Das Wetter ist ein schönes Thema! Vor allem relativ kurz zu handhaben. Also ich biete immer die Dinge der Tageszeitung an. Ich empfehle die morgendliche Zeitungslektüre, aber nicht nur die negativen Nachrichten! Sport zum Beispiel ist auch eine nette Nebensache. Aber bitte erzählen Sie einem Jäger nichts vom Segeln, das ist wahnsinnig langweilig. Anbieten kann ich auch Kochkünste. Aber bitte nicht auf der Angeberlinie: Ja, also, ich war mit meinem Mann da und da essen, und das war hervorragend!!! Und dieser Wein ausgezeichnet!!! Und der andere steht da und trinkt nur Bier.
Aber wie komme ich von Interaktiver Videokunst zum Kochen?
Sie dürfen sich nicht hinstellen und sagen: Ich koche gerne, was tun Sie denn gerne? Eine elegante Gesprächsführung ist wichtig. Erstmal einleitende Worte, weswegen man überhaupt gekommen ist – am besten immer über Positives, positiv denken! – und dann kann man mit geschickter Wortwahl vom Interaktiven aufs Kochen kommen.
Widerworte sind Todsünden?
Die sind schon erlaubt. Aber Small Talk will Lässigkeit und Kurzweil. Keine Positions- und Machtkämpfe, Auseinandersetzungen und tiefgründigen Gespräche. Small Talk ist anspruchslos.

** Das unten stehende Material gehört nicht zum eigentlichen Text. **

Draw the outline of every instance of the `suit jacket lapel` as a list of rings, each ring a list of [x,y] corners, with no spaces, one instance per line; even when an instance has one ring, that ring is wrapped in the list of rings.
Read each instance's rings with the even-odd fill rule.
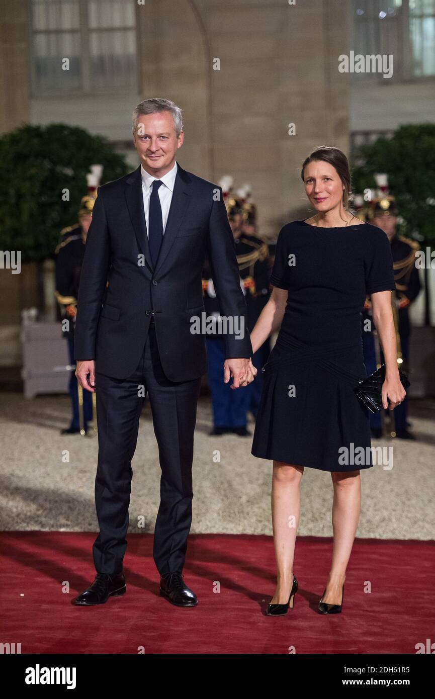
[[[134,233],[138,241],[138,245],[143,255],[148,267],[152,271],[152,261],[150,254],[148,236],[143,210],[143,195],[142,194],[142,176],[141,166],[131,173],[129,178],[125,180],[125,199],[130,215],[130,219],[134,229]]]
[[[167,257],[169,250],[173,245],[178,229],[181,225],[183,217],[189,203],[190,193],[188,185],[190,182],[190,178],[188,175],[177,163],[177,174],[173,192],[172,192],[172,199],[171,201],[168,220],[164,229],[163,241],[160,247],[160,252],[159,252],[155,273],[159,271]]]
[[[157,258],[155,269],[152,266],[152,261],[150,254],[148,236],[147,233],[145,212],[143,210],[143,195],[142,194],[142,176],[141,166],[131,173],[126,180],[125,199],[128,207],[130,219],[134,229],[138,245],[141,252],[143,254],[146,262],[155,273],[163,264],[181,224],[183,217],[189,203],[189,183],[190,178],[187,173],[177,163],[177,174],[176,176],[172,199],[168,215],[163,241]]]

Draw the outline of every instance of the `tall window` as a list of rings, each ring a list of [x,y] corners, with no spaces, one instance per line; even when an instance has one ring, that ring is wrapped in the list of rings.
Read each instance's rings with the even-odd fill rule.
[[[393,80],[435,76],[435,0],[352,0],[352,11],[355,54],[392,54]]]
[[[31,0],[31,6],[34,94],[136,85],[134,3]]]

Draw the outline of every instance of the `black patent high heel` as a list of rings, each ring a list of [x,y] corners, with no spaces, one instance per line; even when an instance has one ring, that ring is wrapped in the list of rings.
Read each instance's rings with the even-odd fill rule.
[[[278,605],[269,604],[267,605],[267,609],[266,610],[266,614],[268,617],[280,617],[283,614],[287,614],[289,607],[293,609],[294,605],[294,596],[297,592],[298,583],[294,574],[293,574],[293,584],[292,586],[292,589],[290,591],[290,596],[289,597],[289,600],[285,605]]]
[[[326,587],[323,591],[323,595],[326,592]],[[322,602],[322,597],[319,600],[319,612],[320,614],[340,614],[341,612],[341,607],[343,606],[343,600],[344,599],[344,584],[343,585],[343,591],[341,593],[341,604],[340,605],[329,605],[327,602]]]

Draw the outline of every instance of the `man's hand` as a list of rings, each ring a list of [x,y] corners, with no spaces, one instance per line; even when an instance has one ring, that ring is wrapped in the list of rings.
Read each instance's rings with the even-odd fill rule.
[[[87,378],[87,375],[89,378]],[[76,361],[76,376],[83,389],[95,393],[95,361],[94,359]]]
[[[75,318],[77,315],[77,308],[72,303],[69,303],[68,305],[66,306],[65,310],[66,311],[66,315],[69,315],[70,318]]]
[[[224,364],[224,383],[227,384],[233,377],[231,389],[248,386],[254,380],[257,369],[250,359],[225,359]]]

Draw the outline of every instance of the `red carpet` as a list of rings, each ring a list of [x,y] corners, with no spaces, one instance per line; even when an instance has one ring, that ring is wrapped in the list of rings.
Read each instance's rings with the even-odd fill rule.
[[[198,606],[179,609],[158,596],[150,534],[129,535],[127,593],[105,605],[71,601],[93,579],[93,533],[5,532],[1,540],[1,642],[28,653],[362,653],[414,654],[434,639],[433,541],[357,539],[343,612],[323,617],[317,603],[327,579],[331,540],[299,537],[294,608],[262,614],[273,592],[270,537],[189,538],[187,584]],[[66,582],[65,582],[66,581]],[[216,582],[220,592],[213,592]],[[69,583],[69,593],[62,585]],[[370,593],[364,589],[371,586]],[[22,595],[23,596],[21,596]]]

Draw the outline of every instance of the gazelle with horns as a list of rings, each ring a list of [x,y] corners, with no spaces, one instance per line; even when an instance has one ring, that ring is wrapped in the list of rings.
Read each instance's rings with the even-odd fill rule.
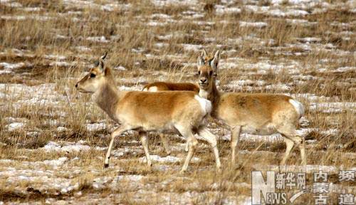
[[[295,144],[299,147],[302,164],[306,164],[304,138],[295,132],[299,119],[304,115],[303,105],[291,97],[277,94],[221,93],[215,84],[219,51],[209,56],[203,50],[198,57],[199,96],[209,100],[211,116],[230,127],[231,132],[231,164],[235,162],[235,149],[240,133],[272,135],[280,133],[286,144],[281,162],[286,164]]]
[[[120,91],[115,85],[111,69],[105,66],[104,58],[100,58],[97,66],[75,84],[77,90],[91,93],[92,99],[115,122],[119,128],[111,133],[111,140],[105,156],[104,167],[109,165],[111,149],[116,137],[128,130],[139,132],[146,154],[147,165],[152,162],[148,152],[147,132],[179,132],[187,139],[189,152],[181,172],[186,171],[198,141],[197,133],[212,147],[216,168],[221,164],[215,135],[203,124],[211,112],[210,101],[199,97],[194,92],[140,92]]]

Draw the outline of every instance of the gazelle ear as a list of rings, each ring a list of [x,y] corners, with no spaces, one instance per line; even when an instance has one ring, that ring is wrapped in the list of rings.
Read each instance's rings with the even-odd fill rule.
[[[206,58],[208,56],[208,53],[206,52],[205,48],[203,48],[203,51],[201,51],[201,58],[203,58],[203,59],[204,59],[205,58]]]
[[[201,66],[204,65],[204,58],[201,57],[201,55],[198,56],[198,60],[197,61],[198,63],[198,66]]]
[[[106,56],[108,56],[108,51],[105,51],[105,53],[104,53],[104,55],[103,55],[103,56],[100,57],[101,60],[104,60],[104,59],[105,59]]]
[[[219,58],[220,58],[220,51],[218,50],[216,52],[215,52],[215,54],[214,55],[214,58],[211,60],[210,62],[210,66],[214,70],[214,71],[216,71],[216,69],[218,68],[218,64],[219,64]]]
[[[104,63],[104,59],[105,59],[106,56],[108,56],[108,52],[106,51],[104,55],[103,55],[100,57],[100,59],[99,59],[99,68],[100,69],[101,72],[104,72],[105,70],[105,65]]]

Manchmal sage ich lieber gar nichts.
Dann lassen Sie's. Dann gehören Sie in die Kategorie der Schweiger. Das ist eine andere Form des Small Talks. Und Sie werden bewertet: Es gibt destruktive, aggressive und gelangweilte Schweiger. Wenn Sie's mit einem schweigenden Small-Talker zu tun haben, versuchen Sie, ihn zu knacken – die haben meistens Interessantes zu sagen.
Und wie knackt man die?
Indem man zum Beispiel die Peinlichkeit ausspricht: Diese ganzen Gehemmten hier – wollen wir so weitermachen, oder lassen wir's jetzt? Oder überlegen Sie sich einen Witz.